Minimal working example

Closed this issue · 2 comments

Thank you guys for the amazing job and for releasing FashionViL model.

I would like to use such a model in an image-to-text retrieval setting, but I am not capable of extracting the features from texts and from images.
Could you please provide a minimal working example where you have as inputs a text and an image and as output their features?

In other words, I'm asking for a snippet similar to the following one (but instead of using clip I would like to use FashionViL)

model, preprocess = clip.load('RN50')
image = preprocess(PIL.Image.open('dog.jpg')).unsqueeze(0)
text = 'a photo of a dog'
tokenized_text = clip.tokenize(text)

image_features = clip.encode_image(image)
text_features = clip.encode_text(tokenized_text)

Thanks again for the amazing work

Hi, sorry for the late reply.

I think the output_dict in the following forward function is what you need.

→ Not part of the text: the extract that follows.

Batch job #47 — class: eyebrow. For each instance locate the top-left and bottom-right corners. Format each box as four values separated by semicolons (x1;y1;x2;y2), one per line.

def _forward(self, sample_list: Dict[str, Tensor]) -> Dict[str, Tensor]:
visual_embeddings, _, _ = self.bert.get_image_embedding(
sample_list["image"],
sample_list["visual_embeddings_type"],
)
visual_embeddings = visual_embeddings.mean(dim=1)
visual_embeddings = self.norm_layer(visual_embeddings)
text_embeddings, _, _ = self.bert.get_text_embedding(
sample_list["input_ids"],
sample_list["segment_ids"],
sample_list["input_mask"],
)
# text_embeddings = text_embeddings[:, 0]
masks = sample_list["input_mask"]
text_embeddings = text_embeddings * masks.unsqueeze(2)
text_embeddings = torch.sum(text_embeddings, dim=1) / (
torch.sum(masks, dim=1, keepdim=True)
)
text_embeddings = self.norm_layer(text_embeddings)
output_dict = {
"scores": visual_embeddings,
"targets": text_embeddings,
}
return output_dict

I assume this issue has been solved. Closed.